Sono Sion Capsule Reviews
Tokyo Tribe (2014) — February 20, 2015
I’d love to see this play on a double bill somewhere with The Midnight After.
I would totally show this movie to a class to explain the society and culture of early Anglo-Saxon Britain.
Somewhat related: no one wants me teaching their history classes.
Anyway, I think these are the best musicals of 2014:
1. Tokyo Tribe
2. Highway
3. The Last 5 Years
4. Into the Woods
5. Jersey Boys
Great year, probably the best year for musicals since 1984.
Emmanuel Lubezki is a great cinematographer, and he’s almost certainly going to win his second Oscar in a row this weekend, but there’s nothing in the cinematography of Birdman that Tokyo Tribe doesn’t do better, with more style, creativity and panache. I’ve never heard of Sôma Daisuke before, but he does good work.
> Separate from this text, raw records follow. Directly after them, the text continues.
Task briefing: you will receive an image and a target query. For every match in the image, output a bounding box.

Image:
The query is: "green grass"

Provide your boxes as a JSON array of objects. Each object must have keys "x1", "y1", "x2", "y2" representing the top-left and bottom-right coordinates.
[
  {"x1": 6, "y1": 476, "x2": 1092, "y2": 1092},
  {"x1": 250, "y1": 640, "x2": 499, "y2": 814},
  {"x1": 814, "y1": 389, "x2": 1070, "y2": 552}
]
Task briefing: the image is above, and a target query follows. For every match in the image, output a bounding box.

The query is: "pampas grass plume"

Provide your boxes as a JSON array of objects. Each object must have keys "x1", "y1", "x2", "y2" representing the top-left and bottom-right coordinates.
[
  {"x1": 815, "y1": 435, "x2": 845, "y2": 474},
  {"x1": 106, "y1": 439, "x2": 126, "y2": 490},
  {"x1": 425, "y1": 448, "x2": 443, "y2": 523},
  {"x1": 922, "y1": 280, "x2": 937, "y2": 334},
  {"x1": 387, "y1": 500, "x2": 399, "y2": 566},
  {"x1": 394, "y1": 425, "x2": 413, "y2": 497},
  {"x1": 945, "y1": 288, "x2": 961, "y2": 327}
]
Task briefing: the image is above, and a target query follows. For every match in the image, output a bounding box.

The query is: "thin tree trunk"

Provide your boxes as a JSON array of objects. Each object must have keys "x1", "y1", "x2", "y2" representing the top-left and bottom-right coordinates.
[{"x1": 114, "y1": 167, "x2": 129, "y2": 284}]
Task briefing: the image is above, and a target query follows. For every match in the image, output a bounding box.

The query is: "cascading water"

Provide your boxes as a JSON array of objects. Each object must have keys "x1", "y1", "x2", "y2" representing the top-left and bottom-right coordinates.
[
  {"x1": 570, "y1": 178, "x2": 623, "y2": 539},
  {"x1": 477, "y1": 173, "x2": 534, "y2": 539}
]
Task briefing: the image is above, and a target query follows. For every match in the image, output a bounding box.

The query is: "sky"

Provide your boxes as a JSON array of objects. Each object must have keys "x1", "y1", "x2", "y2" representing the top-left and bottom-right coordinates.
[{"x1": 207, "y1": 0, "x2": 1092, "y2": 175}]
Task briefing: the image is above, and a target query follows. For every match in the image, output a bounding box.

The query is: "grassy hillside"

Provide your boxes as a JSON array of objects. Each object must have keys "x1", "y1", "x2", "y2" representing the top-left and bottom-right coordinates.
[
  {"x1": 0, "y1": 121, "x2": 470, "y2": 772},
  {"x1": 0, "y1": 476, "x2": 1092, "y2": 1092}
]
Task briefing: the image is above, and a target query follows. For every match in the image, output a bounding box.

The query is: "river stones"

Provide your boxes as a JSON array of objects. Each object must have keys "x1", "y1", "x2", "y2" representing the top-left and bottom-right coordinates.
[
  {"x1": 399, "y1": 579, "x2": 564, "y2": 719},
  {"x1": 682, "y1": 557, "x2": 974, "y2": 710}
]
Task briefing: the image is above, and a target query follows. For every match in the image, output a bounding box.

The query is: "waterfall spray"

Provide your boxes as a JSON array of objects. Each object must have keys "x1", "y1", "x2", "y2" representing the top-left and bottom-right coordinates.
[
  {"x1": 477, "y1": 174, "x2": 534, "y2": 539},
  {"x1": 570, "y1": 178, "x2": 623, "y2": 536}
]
Tag (2015) — June 11, 2016
Tag is one of six movies Sono Sion directed in 2015 (one was for television). Opening on a school bus full of girls laughing and playing on their way to a field trip and quickly descending into unnerving supernatural violence, and only getting weirder from there, the film isn’t quite as audacious as Sono’s hiphop musical Tokyo Tribe, but what it lacks in final act coherence and originality (like many an anime, it descends into philosophical abstraction as its characters become allegories for whatever pathologies in Japanese culture one wishes to interrogate, in this case misogyny, in general as well as specifically in gaming culture) it makes up for in momentum and a beautifully specific performance from Reina Triendl as the primary incarnation of the girl at the heart of the story. This girl leads several lives: aging into high school, a wedding ceremony, and a road race, all of which end in disaster, as all the women around her (there are no men) are slaughtered, either by a terrifying wind or leather-clad, heavily-armed, middle-aged women. The closest comparison then might be The Wachowskis’ Jupiter Ascending, in which a young woman must travel through and defeat various incarnations of society’s idea of womanhood before she can become a fully-actualized super-heroine. Tag, however, settles for the easy (and deserved) target that is men in general, specifically embodied in a creepy old dude and a horny young man. Still, given that much of the audience for this genre of film deserves every indictment they can get (the trailer for the film cleverly plays on their desire to see pretty young girls hacked to pieces), the conclusion is nothing if not satisfying.